The former Fulbright scholar was held for 45 days in a detention facility in Louisiana until a federal judge in Vermont, where she had briefly been held, ordered her immediately released after finding she raised a substantial claim that her detention constituted unlawful retaliation in violation of her free speech rights.
A federal judge in Boston last month ruled that the administration had adopted an unlawful policy of detaining and deporting scholars like Ms Ozturk that chilled the free speech of non-citizen academics at universities.
The Justice Department moved to appeal that decision.
Judge blocks California ban on masks for federal agents
A US federal judge yesterday blocked a California law that would have prohibited federal immigration agents from covering their faces during operations, but upheld that they must display identification.
The use of masks by some unidentified and heavily armed US Immigration and Customs Enforcement (ICE) officers as part of President Donald Trump's immigration crackdown has stoked criticism from local leaders in Democratic-run cities.
US District Judge Christina Snyder found California's masking law known as the No Secret Police Act to be discriminatory as it did not apply to state law enforcement officers.
The proposed ban "unlawfully discriminates against federal officers," she wrote.
But the judge upheld a measure that requires agents to show identification and their badge numbers.

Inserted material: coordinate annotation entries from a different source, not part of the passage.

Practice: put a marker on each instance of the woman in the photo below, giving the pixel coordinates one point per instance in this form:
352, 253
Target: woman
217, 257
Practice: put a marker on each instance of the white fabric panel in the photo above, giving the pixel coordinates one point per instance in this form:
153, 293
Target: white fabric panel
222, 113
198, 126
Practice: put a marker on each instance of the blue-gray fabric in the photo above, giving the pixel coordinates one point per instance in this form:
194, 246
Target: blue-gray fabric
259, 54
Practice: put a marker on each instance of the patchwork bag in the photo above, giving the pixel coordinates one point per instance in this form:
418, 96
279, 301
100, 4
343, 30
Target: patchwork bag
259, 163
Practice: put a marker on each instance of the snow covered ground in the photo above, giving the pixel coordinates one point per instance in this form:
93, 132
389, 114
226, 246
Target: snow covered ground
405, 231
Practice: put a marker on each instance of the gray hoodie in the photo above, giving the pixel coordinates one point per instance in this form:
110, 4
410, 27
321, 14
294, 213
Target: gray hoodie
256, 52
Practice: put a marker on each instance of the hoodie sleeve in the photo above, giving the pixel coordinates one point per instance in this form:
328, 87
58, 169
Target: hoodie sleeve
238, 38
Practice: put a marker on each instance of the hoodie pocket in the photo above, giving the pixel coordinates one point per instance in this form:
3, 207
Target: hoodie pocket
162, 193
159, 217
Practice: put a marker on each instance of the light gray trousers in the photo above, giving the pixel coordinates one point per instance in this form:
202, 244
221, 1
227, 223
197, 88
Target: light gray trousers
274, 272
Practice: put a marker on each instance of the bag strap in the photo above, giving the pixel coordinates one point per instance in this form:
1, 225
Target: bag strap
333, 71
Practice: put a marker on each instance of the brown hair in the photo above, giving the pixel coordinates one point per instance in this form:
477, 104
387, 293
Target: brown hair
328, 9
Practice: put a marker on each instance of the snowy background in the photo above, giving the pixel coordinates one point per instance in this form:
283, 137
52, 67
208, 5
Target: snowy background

Snyder suggested in her ruling that the ban would be constitutional if broadened to cover state law enforcement as well.
Democratic State Senator Scott Wiener, who co-authored the ban's legislation, said Monday he would amend the law and propose a new ban that would include all state officials.
"Now that the Court has made clear that state officers must be included, I am immediately introducing new legislation to include state officers," he wrote in a statement.
"I will do everything in my power to expedite passage of this adjustment to the No Secret Police Act."
Court says US can end Honduran, Nicaraguan, Nepalese migrant protections
A US appeals court has also opened the door for deportations of migrants from Honduras, Nepal and Nicaragua with legal protections to live in the United States.
The Trump administration moved last year to end Temporary Protected Status (TPS) for tens of thousands of Honduran, Nepalese and Nicaraguan nationals, which had allowed them to live in the United States.
A federal judge had vacated the order, but the Ninth Circuit Court of Appeals issued an order yesterday to allow the government to proceed with deportations while appealing that decision.
TPS allows narrow groups of people to live and work in the US if they're deemed to be in danger if they return to their home countries, because of war, natural disaster or other extraordinary circumstances.
The previous court's "order vacating the termination of TPS for Nepal, Honduras and Nicaragua is stayed pending appeal," yesterday's decision read.
TPS had applied to more than 51,000 Hondurans and 3,000 Nicaraguans who came to the United States after Hurricane Mitch devastated the Central American nations in 1998.
Around 7,000 Nepalese have TPS protection following a 2015 earthquake in the Asian nation.
Historically presidents have continued to renew TPS status for immigrants rather than revoking it and rendering them undocumented.
But Mr Trump has vowed a mass deportation campaign, with Department of Homeland Security Secretary Kristi Noem saying Monday that "TPS was never designed to be permanent."
In stripping TPS, the Department of Homeland Security has said it was doing so because conditions have improved in those countries to the point where their nationals can return home safely.